Eureka professor brings medieval mystics to light
You won’t find copies of Beatrice of Nazareth’s biography at the local bookstore, or on one of those mega book warehouse websites.
Most people have never heard of the 13th century mystic who experienced visions of God and wrote about those visions in a time when writing the wrong thing could have gotten her burned at the stake.
Dr. Jessica Barr, an assistant professor of English at Eureka College, knows all about Beatrice of Nazareth, though.
Last summer, after receiving a grant through the President’s Fund for the Advancement of Learning, Service and Leadership, Barr traveled to
Brussels to read Beatrice’s works at the Royal Library of Belgium.
This may sound like a rather dull, or overly academic way to spend the summer, but Barr calls it “fascinating.”
Barr’s specialty is medieval literature, more specifically, the literature of Medieval mystic women. So, getting the chance to examine Beatrice’s works in person was like finding the Holy Grail.

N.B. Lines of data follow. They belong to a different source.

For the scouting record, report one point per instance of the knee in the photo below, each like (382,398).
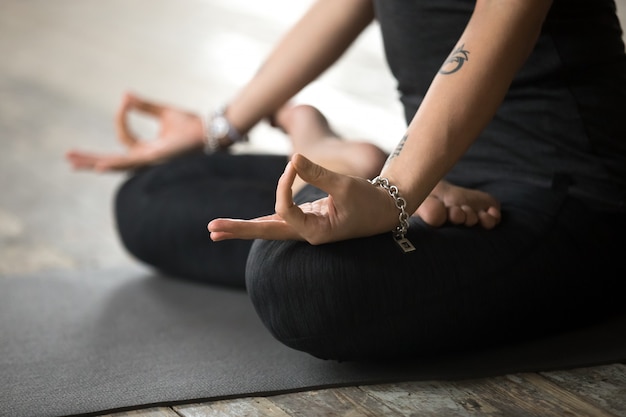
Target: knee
(314,298)
(130,212)
(285,297)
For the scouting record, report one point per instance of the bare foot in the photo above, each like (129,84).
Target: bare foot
(458,205)
(312,136)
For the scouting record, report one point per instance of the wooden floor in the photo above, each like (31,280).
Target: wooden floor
(63,68)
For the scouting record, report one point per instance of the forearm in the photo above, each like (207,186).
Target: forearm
(465,94)
(321,36)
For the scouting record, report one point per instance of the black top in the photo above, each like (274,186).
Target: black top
(565,111)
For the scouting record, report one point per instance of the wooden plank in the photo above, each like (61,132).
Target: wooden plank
(148,412)
(603,386)
(345,402)
(512,395)
(243,407)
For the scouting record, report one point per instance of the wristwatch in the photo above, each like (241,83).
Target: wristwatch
(219,133)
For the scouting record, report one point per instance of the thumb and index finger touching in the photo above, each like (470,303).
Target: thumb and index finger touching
(132,102)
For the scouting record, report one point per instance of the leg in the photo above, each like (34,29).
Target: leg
(312,136)
(463,288)
(162,212)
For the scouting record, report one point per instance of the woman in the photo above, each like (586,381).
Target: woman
(514,162)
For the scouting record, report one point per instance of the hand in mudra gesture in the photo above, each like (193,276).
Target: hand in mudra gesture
(179,132)
(353,208)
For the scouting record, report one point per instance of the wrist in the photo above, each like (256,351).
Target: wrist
(219,133)
(399,232)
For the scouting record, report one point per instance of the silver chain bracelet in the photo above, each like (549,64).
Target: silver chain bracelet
(400,231)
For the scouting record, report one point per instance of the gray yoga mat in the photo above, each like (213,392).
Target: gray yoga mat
(83,342)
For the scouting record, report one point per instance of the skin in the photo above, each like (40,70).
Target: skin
(462,99)
(458,105)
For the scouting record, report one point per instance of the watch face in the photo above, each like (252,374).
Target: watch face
(219,127)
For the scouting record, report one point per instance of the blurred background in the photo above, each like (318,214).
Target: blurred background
(63,69)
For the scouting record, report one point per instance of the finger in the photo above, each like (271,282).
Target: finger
(285,207)
(314,174)
(270,228)
(124,134)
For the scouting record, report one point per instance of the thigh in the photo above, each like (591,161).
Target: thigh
(462,287)
(162,212)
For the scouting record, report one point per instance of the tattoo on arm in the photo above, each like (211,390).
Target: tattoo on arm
(398,149)
(455,61)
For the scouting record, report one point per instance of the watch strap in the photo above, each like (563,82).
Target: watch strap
(212,140)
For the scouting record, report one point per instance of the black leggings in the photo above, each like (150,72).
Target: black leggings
(550,265)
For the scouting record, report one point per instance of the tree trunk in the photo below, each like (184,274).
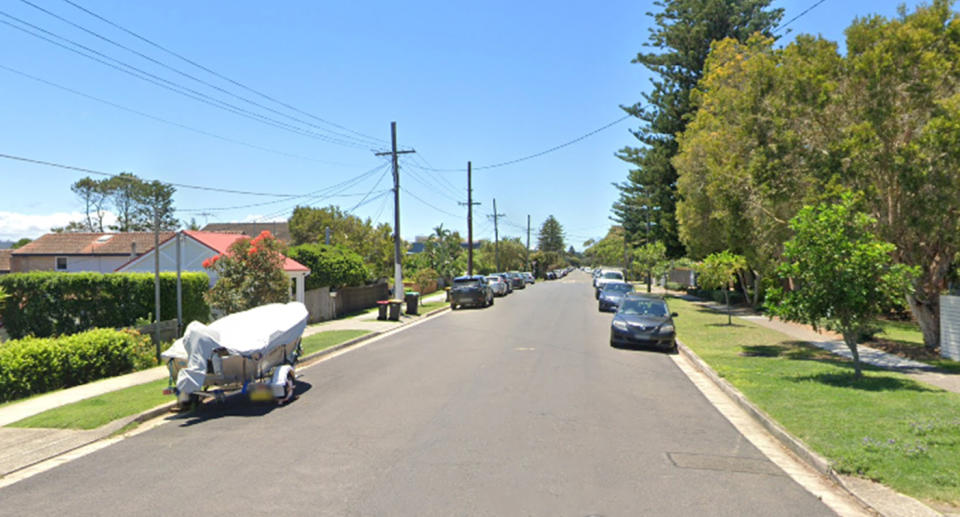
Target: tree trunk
(850,339)
(927,314)
(726,296)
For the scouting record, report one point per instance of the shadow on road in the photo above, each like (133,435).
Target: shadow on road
(237,405)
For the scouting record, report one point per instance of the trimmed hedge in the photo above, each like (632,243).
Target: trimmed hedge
(49,303)
(37,365)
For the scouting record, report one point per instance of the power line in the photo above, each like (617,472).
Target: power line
(111,175)
(791,20)
(168,85)
(541,153)
(189,76)
(216,74)
(442,211)
(163,120)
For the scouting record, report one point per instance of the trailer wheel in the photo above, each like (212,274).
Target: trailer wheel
(288,388)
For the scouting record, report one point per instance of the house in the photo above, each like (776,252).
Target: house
(5,261)
(79,252)
(279,229)
(198,246)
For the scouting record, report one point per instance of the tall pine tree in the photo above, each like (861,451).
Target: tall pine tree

“I was over there looking through one of the texts, and I came to a page that had a really interesting image. It was a bright red drawing of an oval with a cross at the base of it,” she said. “The drawing was actually a depiction of Christ’s wound. That’s the kind of thing you just have to see for yourself. It was really interesting.”
Barr said she was always enchanted by dragons and castles and anything related to the Middle Ages, but she did not pursue medieval literature seriously until she was in graduate school.
“I took a medieval literature class, and started to read some of the mystics, and thought, ‘Here is something I could say something about.’ I got captured by them, and wanted to learn more about them.”
Barr, who has published several articles, just finished a book entitled, “Willing to Know God: Dreamers and Visionaries in the Later Middle Ages.”
Later this year, she will speak at an international conference in Helsinki. The academic accolades and published articles are great, but Barr said her richest reward comes when she is able to create the same enchantment for mystics in her students.
“I’ll admit. Some of the texts are quite dry, and I don’t blame the students for rolling their eyes or falling asleep. Some of the mystics tend to whine a lot, and that can get annoying” she said, smiling.
“But, many of the texts are fascinating ... Some are ‘out there,’ but that makes them interesting.”
Julian of Norwich, a 13th century English mystic, for example, writes that there is no sin and that everything will eventually be redeemed.
She retells the story of Adam and Eve allegorically, with one twist: There is no Eve. Adam is the one who fell from grace.
Barr, who teaches a variety of English classes, also binds her own books as a hobby.
“My mom taught me when I was young,” she said. “I make them (hand-made books) as gifts or for journals. It relates to the Medieval interest, in a way, because, back then each book was like a special work of art. They were all different.”